Outside the trap, the police are closing in on Hoffman. Special Agent Perez, Strahm’s partner, turns out to have survived the injuries she suffered back in Saw IV, and she doesn’t believe that Strahm was Jigsaw’s accomplice. The tape Hoffman made in his first trap (the unwinnable pendulum game) is being analysed by a techie who unscrambles the distortion on the voice and reveals … Hoffman! Sadly, he’s in the room when that happens, and wastes no time in killing Perez for real, along with Erickson and the hapless tech. (A particularly nice touch: the soundbite that’s being unscrambled is “right now you’re feeling helpless”, and it plays over and over again during the scene where Perez confronts Hoffman. It’s maybe a little heavy-handed, but at this point, it really works.)
Revelation is piled on top of revelation as the final pieces of the story start to slot into place: Jill Tuck has been in on Jigsaw’s schemes since at least Saw III, if not earlier; Hoffman and Amanda were always jealous of one another and constantly jockeyed for position in Jigsaw’s affections; and most devastatingly, it emerges that Amanda was with Cecil, the junkie who caused Jill to miscarry Jigsaw’s child, on that fateful night - and Hoffman used that information to blackmail her, forcing her into failing her final test in Saw III. That last revelation at least partially redeems Amanda, changing the franchise’s treatment of her; she wasn’t just stupid after all, she was just a woman whose life took a really, really bad turn. Her desperation for John’s approval was her undoing, finally, but it wasn’t just because she was an idiot, or evil. Saw VI makes her more tragic, but also more sympathetic. It feels like a more dignified ending for her character than the previous one, and I’m really glad it happened.
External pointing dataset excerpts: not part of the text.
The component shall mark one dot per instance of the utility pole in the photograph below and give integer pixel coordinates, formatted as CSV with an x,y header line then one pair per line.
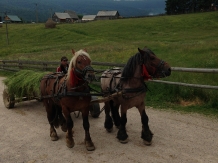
x,y
36,12
6,24
51,12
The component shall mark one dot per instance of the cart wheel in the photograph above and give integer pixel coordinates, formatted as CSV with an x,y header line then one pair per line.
x,y
9,100
94,109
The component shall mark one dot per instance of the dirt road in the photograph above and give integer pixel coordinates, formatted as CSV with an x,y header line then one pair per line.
x,y
24,138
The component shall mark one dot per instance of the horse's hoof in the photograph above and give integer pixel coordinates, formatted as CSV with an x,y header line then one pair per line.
x,y
64,128
109,129
54,138
123,141
70,143
89,145
147,142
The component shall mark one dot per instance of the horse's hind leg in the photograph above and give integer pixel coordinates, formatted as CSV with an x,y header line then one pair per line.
x,y
88,141
108,123
51,116
121,134
69,135
62,120
115,113
146,134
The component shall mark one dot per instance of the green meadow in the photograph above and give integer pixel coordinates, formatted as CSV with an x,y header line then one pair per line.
x,y
189,40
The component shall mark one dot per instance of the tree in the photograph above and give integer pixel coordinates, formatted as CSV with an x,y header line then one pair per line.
x,y
183,6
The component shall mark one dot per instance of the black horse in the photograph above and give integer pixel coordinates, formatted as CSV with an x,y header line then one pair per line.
x,y
144,65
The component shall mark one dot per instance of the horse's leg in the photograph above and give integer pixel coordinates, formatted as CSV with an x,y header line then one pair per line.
x,y
69,121
121,134
69,135
146,133
62,120
115,113
51,116
88,141
108,123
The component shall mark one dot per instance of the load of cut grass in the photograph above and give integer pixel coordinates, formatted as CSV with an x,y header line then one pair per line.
x,y
24,83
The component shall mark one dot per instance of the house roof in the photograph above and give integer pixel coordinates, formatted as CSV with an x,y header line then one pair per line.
x,y
107,13
14,18
89,17
72,14
62,15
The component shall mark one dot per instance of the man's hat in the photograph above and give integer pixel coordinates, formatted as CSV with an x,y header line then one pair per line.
x,y
64,58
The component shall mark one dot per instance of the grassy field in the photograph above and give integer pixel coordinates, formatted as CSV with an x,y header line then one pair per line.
x,y
189,40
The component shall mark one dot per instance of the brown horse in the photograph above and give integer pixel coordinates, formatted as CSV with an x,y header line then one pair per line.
x,y
144,65
68,93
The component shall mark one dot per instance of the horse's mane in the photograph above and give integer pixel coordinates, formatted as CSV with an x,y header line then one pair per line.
x,y
130,67
74,58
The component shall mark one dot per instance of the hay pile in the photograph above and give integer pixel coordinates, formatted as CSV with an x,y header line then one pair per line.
x,y
25,83
50,23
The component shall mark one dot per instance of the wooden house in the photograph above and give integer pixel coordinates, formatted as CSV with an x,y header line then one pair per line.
x,y
60,17
102,15
12,19
72,14
88,17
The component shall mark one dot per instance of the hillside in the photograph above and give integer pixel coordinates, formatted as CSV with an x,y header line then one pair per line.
x,y
26,9
182,40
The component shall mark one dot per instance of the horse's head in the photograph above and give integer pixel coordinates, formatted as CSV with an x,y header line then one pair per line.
x,y
154,66
80,65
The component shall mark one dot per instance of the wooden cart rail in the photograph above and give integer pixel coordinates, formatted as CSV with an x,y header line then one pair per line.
x,y
16,65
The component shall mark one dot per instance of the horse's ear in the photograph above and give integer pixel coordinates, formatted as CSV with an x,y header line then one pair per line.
x,y
73,52
141,51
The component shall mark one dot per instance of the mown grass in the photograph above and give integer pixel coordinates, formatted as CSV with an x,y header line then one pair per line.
x,y
182,40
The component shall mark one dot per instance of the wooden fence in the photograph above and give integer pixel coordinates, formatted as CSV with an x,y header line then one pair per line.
x,y
16,65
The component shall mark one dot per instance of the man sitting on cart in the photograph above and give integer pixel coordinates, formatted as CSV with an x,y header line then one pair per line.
x,y
63,66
It’s interesting: over the last couple of films, the new writing team have created a weird nuclear family for Jigsaw where Jill and John are the parents and Mark and Amanda are the squabbling kids. It’s perverse and twisted and … weirdly moving. Like any long running horror franchise, the villain eventually becomes the point, the one consistent element through all the films that, despite their undeniably evil intentions, the audience can’t help but sympathise with, at least a little bit. No-one remembers the eighth person Freddy Kruger murdered, or who Jason kills in Friday the 13th Part 5: A New Beginning, but Freddy and Jason are indelibly burned into our brains. Jigsaw slots effortlessly into the canon, but he’s exponentially more nuanced than any of the other mass murdering horror icons out there. We can’t entirely identify with him, or condone his actions fully, but there’s a sense there that, on some level, what he’s doing makes sense. It’s vigilante justice that he dispenses, but it’s not madness without method.
The final moments of Saw VI bode well for Saw VII: as Hoffman completes Jigsaw’s final game, he finds himself thrown into his own test, as Jill carries out the final instruction John left for her. Will he pass or fail the test? What’s the lesson Jigsaw needs him to learn – and will he learn it, or will he ignore it like so many of the other things John tried to teach him?
The attention to detail is probably my favourite thing about Saw VI, and it’s what gives me hope for Saw VII. There’s a particularly jaw-dropping bit of coffee cup continuity in Saw VI that’s so nerdy I wanted to stand and applaud, and the tiny, almost insignificant detail about Hoffman using an inferior kind of blade in Saw V that leads to his undoing in Saw VI is bloody beautiful. I’m simultaneously really excited to see Saw VII/3D, and terrified. I want it to be a fitting end to this franchise that I’ve somehow, unexpectedly, come to really love; I’m afraid that it’ll get too caught up with doing crazy 3D stunts to deliver the in-depth character exploration I crave. 3D has the same writing team and director as VI, which I’m hoping means it’ll be as good. Oh, please let it be as good.